Но поезд вынужденно встал – ждет зеленого семафора на право втянуться на станцию. И это промедление томительно, и болезненна образовавшаяся отчужденность и пустота, и каждый теперь безвозвратно уже только сам по себе.

Но вот из «Черного орла», от братства сомнительных узников краснорожий мощный горбун тащит через бульвар зажаренного поросенка, стоймя стоящего на блюде. Блюдо поддерживает сам хозяин – Вечный Проходимец. И поросенок с помидором в пасти, с воткнутыми в спину морковками и веточками зелени устанавливается во главе прощального стола. Отбывает майор Ветров.

 

Потом в Москве Ветров раз‑другой навестил меня. Получал назначение. Делился заботами, связанными с переездом из Омска. Я передала ему просьбу Клавочки – встретиться. Свидание было им назначено у меня.

Не забуду тот вечер, Клавочку в нарядном черном шелковом платье с каре, густо обшитым бисером, терпеливо мерзнувшую в холодной нашей квартире, все еще ошеломленную его влюбленностью, предложением. Ждущую – вот‑вот придет он и все образуется.

Он не пришел.

И мне кажется, что в Быдгоще, при свете свечи посвящая меня в свой замысел – захватить Геббельса, он стал плавиться и плавился всю дорогу, превращаясь в фантом, И наконец исчезнув, оставил след в блестках Клавочкиного бисера и в душе ее – глубокое, печальное недоумение…

Но пока все еще Стендаль. Постепенно разъезжаются. Ветрова уже нет. Отбыл на машине.

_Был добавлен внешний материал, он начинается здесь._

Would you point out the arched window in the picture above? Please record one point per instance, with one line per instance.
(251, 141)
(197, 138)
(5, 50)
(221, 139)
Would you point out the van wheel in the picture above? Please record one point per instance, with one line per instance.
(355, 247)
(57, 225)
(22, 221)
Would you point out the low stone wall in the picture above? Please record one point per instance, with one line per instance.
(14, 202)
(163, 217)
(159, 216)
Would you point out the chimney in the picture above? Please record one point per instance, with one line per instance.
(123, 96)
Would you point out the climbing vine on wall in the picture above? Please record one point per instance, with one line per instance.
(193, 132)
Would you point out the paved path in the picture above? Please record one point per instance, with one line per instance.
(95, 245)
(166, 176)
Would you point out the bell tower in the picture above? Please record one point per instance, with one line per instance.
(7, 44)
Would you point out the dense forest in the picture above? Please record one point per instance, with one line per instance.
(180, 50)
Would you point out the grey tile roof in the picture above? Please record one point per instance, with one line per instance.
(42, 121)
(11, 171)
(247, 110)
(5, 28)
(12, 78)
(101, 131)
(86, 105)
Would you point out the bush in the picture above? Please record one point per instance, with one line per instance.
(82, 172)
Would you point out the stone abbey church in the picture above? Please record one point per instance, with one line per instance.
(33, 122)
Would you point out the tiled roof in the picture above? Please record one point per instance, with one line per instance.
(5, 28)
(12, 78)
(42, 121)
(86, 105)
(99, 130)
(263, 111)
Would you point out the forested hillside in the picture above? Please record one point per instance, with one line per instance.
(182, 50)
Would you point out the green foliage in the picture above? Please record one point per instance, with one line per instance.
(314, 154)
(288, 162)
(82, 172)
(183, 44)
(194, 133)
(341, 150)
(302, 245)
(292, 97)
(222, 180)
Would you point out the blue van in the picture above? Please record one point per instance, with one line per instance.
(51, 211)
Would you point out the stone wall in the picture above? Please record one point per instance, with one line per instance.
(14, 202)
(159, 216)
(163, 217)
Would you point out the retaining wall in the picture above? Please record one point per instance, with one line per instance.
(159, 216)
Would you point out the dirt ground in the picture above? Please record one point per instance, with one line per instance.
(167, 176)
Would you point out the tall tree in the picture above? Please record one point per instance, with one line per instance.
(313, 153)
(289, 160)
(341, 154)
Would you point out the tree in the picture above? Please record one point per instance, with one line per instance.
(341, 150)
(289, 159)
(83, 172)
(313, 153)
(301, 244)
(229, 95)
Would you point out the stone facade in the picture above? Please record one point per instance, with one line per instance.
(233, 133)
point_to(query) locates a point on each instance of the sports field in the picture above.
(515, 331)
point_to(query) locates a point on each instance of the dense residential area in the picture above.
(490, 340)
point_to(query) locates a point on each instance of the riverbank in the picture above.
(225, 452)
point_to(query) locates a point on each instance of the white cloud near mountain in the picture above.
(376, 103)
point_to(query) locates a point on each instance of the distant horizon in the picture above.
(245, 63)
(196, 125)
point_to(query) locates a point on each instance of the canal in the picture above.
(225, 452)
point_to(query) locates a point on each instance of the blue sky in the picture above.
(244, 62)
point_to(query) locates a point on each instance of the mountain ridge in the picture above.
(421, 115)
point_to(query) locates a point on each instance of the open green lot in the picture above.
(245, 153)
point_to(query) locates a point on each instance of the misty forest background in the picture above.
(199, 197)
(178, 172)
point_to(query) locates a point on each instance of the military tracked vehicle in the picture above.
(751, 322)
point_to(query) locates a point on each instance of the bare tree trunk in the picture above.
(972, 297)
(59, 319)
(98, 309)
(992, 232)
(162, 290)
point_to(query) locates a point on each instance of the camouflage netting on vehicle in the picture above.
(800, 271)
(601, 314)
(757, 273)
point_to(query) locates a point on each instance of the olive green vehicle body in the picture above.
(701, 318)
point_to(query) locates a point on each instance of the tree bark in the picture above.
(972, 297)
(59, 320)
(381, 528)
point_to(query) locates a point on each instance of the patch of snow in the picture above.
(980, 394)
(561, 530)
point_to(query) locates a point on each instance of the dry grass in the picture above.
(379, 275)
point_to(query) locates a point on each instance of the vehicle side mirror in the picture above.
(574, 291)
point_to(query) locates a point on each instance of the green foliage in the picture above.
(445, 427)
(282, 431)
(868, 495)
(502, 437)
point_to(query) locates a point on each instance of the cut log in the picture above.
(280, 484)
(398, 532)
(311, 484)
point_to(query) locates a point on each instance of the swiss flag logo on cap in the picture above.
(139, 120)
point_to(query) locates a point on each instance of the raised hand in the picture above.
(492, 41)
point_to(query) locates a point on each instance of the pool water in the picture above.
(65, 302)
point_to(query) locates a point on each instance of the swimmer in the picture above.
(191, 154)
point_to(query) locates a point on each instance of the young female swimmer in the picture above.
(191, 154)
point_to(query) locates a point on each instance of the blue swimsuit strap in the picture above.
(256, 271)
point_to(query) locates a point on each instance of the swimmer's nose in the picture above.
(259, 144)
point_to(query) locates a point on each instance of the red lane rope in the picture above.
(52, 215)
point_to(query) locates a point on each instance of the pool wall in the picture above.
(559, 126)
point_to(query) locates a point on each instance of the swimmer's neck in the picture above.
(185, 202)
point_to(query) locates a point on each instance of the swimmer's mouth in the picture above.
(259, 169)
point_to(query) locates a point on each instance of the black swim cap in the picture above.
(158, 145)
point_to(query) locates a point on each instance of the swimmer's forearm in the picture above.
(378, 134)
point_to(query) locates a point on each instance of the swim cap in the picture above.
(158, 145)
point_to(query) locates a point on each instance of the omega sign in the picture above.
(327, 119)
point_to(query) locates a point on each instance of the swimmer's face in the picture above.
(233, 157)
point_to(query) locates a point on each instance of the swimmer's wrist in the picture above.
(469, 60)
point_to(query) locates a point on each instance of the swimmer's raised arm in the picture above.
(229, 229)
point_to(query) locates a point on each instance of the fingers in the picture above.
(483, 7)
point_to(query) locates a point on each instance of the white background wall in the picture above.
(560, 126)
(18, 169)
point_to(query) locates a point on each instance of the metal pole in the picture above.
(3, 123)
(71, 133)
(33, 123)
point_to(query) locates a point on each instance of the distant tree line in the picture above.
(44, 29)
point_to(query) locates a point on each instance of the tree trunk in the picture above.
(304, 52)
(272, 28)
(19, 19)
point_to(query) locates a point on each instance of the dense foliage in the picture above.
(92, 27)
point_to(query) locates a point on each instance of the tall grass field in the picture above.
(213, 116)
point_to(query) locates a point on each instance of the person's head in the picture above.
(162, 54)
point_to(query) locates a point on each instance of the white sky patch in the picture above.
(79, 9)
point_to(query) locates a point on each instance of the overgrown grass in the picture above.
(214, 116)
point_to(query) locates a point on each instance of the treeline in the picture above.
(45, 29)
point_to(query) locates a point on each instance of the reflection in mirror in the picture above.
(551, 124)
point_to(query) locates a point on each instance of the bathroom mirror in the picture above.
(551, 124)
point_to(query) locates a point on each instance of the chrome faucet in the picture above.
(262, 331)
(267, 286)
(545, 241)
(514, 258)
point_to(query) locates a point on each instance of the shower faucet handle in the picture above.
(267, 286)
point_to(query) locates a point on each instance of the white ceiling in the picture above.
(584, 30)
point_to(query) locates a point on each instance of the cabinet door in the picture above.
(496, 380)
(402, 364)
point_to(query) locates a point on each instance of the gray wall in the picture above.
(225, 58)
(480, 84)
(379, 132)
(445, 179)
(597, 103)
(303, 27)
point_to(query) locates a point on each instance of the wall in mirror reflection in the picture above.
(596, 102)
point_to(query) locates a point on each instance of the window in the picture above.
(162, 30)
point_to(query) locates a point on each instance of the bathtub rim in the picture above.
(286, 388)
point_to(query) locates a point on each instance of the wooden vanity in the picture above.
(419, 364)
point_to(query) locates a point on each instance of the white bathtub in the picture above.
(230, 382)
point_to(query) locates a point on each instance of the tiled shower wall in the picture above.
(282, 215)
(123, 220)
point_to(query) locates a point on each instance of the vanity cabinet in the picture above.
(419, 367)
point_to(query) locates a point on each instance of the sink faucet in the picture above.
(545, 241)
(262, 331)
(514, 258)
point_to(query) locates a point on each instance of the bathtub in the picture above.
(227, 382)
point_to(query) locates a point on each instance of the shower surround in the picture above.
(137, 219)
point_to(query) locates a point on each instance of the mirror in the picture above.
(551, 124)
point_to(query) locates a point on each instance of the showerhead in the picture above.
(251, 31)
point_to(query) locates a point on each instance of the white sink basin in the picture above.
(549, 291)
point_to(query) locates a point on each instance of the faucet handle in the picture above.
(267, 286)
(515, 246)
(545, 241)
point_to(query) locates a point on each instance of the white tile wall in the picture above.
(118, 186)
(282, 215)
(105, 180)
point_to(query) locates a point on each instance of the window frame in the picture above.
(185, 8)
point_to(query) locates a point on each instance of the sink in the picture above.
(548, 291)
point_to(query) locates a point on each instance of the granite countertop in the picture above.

Посыльный штаба Женя Гаврилов смотрел на меня с горькой приветливостью. Я была свидетелем в Познани пустякового бы вроде поначалу романа с девушкой Зосей и безутешного, залитого его слезами прощания. Ощущение былого счастья в горестной разлуке разрасталось, душа его полнилась отчаянием. Он пребывал теперь в сонливой одури, лишился прежней предприимчивости. Победа не предвещала воссоединения с любимой. Пока шла война, он смог разок смотаться с добродушного разрешения полковника на попутных машинах в Познань. Теперь, когда день ото дня наводились все более строгие порядки, такая возможность едва ли могла представиться, а женитьба на иностранке была запрещена; ему не хотелось жить. Опухшие, красные веки, изъеденные слезами, нехотя приоткрывали щелку – потускневшие, а еще недавно быстрые, алчные глаза.

Было ли такое на фронте, чтобы плакал солдат, покидая деревню, прощаясь с полюбившейся девушкой? Едва ли. На войне мужчины живут войной. Победа – время любить. Вот и плачет Гаврилов.

 

Я тоже плачу.

– Ну вот тебе раз. А как мы условились прощаться?

– Мужественно.

– А чего ж ты?

– И ты чего?

– Моя бабка говорила: победа‑победушка – беда. Нас и прихватило.

– Такая поговорка?

– Она о другом. Мы‑то будем чтить нашу Победу.

– Да.

– 9 мая, когда дают салют, где бы кто из нас ни находился, будем думать друг о друге. Это навсегда. Первую рюмку 9 мая я всегда буду мысленно пить за тебя.

– Я – за тебя.

– У тебя впереди серьезная дорога. Я знаю, ты справишься.

– Не знаю.

Это с ним вместе было все нипочем, бодро, в подъем и я была способней, отважней самой себя. Может, оттого, что видела себя его глазами.

– Сколько пережито. Не может же такое пропасть. Верю в тебя. Ты напишешь, я знаю. И сочинять не придется, напишешь все, как было.

– Присядем?

Вот и все.

– Не провожай к машине. Там люди собрались. Прощаться при них с тобой… Не справлюсь.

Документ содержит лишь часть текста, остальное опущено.